Soso Jabidze

Personal information
- Full name: Soso Jabidze
- Nationality: Georgia
- Born: 14 August 1987 (age 39) Mayakovsky, Georgian SSR, Soviet Union
- Height: 1.83 m (6 ft 0 in)
- Weight: 96 kg (212 lb)

Sport
- Style: Greco-Roman
- Coach: Merab Tartshia

Medal record
Men's Greco-Roman wrestling
Representing Georgia
European Championships
| Bronze medal – third place | 2010 Baku | 96 kg |

= Soso Jabidze =

Georgian Greco-Roman wrestler

Soso Jabidze (სოსო ჯაბიძე; born 14 August 1987 in Mayakovsky) is an amateur Georgian Greco-Roman wrestler, who competes in the men's heavyweight category. He won a bronze medal in his division at the 2010 European Wrestling Championships in Baku, Azerbaijan.
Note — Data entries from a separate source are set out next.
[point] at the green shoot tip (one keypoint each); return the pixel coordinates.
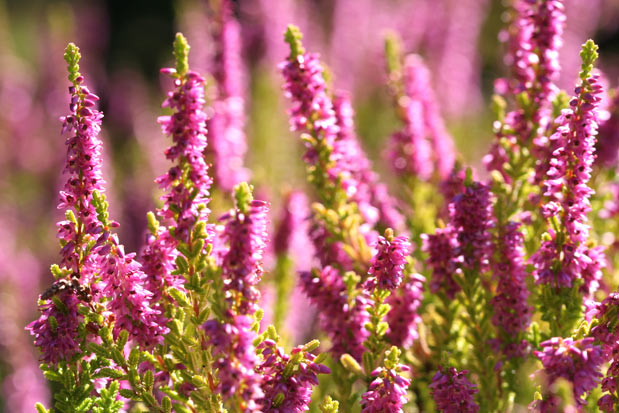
(181, 53)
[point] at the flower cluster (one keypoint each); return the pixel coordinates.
(246, 234)
(423, 145)
(404, 316)
(471, 218)
(568, 175)
(226, 126)
(387, 265)
(342, 317)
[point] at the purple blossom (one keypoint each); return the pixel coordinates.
(312, 109)
(58, 339)
(387, 265)
(387, 392)
(453, 392)
(423, 145)
(157, 258)
(181, 209)
(566, 186)
(187, 127)
(512, 313)
(404, 317)
(235, 358)
(83, 167)
(441, 248)
(355, 169)
(247, 235)
(340, 316)
(226, 126)
(286, 389)
(471, 218)
(578, 362)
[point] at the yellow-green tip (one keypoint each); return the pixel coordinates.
(393, 52)
(72, 57)
(293, 37)
(181, 53)
(588, 54)
(243, 197)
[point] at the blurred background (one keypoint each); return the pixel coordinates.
(125, 43)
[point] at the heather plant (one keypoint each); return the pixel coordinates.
(435, 286)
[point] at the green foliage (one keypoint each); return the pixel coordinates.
(72, 57)
(293, 37)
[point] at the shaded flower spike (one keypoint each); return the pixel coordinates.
(288, 379)
(246, 233)
(387, 265)
(566, 187)
(342, 318)
(441, 248)
(388, 391)
(355, 169)
(83, 166)
(403, 317)
(423, 145)
(512, 313)
(187, 183)
(453, 392)
(471, 218)
(577, 361)
(235, 358)
(56, 330)
(226, 126)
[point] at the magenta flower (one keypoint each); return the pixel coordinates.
(578, 362)
(441, 248)
(293, 220)
(131, 303)
(288, 379)
(187, 196)
(360, 182)
(246, 234)
(404, 316)
(56, 330)
(471, 218)
(387, 392)
(186, 200)
(312, 109)
(608, 137)
(343, 321)
(226, 126)
(83, 167)
(566, 186)
(235, 358)
(453, 392)
(512, 313)
(423, 145)
(387, 265)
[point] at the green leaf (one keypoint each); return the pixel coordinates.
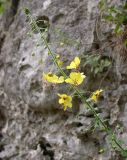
(124, 153)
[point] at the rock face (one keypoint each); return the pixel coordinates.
(32, 124)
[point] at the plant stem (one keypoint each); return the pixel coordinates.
(107, 129)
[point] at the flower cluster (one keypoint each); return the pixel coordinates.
(75, 78)
(96, 94)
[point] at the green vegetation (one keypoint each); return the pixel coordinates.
(75, 78)
(114, 14)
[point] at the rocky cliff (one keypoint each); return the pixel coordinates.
(32, 124)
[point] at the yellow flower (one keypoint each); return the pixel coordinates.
(96, 94)
(65, 100)
(74, 64)
(76, 78)
(60, 63)
(50, 77)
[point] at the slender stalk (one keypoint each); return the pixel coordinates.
(107, 129)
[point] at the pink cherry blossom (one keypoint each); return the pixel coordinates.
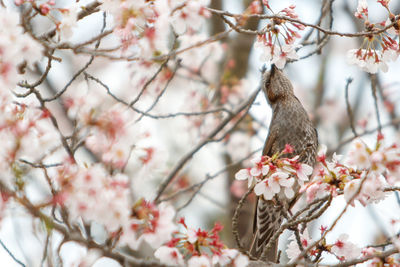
(293, 250)
(272, 185)
(344, 249)
(169, 255)
(199, 261)
(260, 168)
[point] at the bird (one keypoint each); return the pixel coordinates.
(290, 124)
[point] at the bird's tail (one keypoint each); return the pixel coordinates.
(268, 220)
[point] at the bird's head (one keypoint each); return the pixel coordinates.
(276, 85)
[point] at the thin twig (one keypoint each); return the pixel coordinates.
(349, 110)
(207, 140)
(11, 254)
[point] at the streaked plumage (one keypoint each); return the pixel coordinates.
(290, 124)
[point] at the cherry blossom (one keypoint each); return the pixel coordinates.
(362, 9)
(189, 15)
(169, 255)
(293, 251)
(260, 167)
(199, 261)
(231, 257)
(271, 186)
(270, 44)
(344, 249)
(15, 48)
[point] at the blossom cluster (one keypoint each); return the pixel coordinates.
(82, 189)
(270, 42)
(342, 248)
(377, 49)
(199, 248)
(273, 175)
(364, 177)
(17, 50)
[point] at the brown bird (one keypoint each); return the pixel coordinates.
(291, 125)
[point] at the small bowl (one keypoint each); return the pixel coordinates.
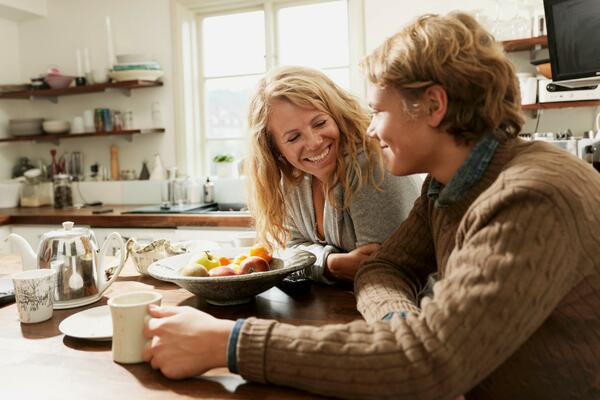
(56, 126)
(235, 289)
(58, 81)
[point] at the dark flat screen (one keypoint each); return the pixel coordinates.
(574, 37)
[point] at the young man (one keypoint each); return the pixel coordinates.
(508, 226)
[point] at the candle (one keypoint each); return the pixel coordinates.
(79, 70)
(109, 44)
(86, 61)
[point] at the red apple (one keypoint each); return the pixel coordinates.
(253, 264)
(223, 270)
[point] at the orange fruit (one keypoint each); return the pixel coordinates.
(238, 260)
(259, 250)
(224, 260)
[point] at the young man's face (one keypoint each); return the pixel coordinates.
(408, 144)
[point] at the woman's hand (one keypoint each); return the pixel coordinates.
(343, 266)
(185, 341)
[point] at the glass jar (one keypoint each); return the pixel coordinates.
(63, 193)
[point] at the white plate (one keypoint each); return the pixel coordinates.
(93, 324)
(141, 74)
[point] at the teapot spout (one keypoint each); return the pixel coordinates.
(28, 256)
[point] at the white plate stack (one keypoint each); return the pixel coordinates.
(136, 67)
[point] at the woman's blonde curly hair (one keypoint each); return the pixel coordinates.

Jabidze represented Georgia at the 2012 Summer Olympics in London, where he competed in the men's 96 kg class. He received a bye for the preliminary round of sixteen match, before losing out to Albanian-born Bulgarian wrestler and world champion Elis Guri, with a three-set technical score (0–2, 1–0, 0–1), and a classification point score of 1–3.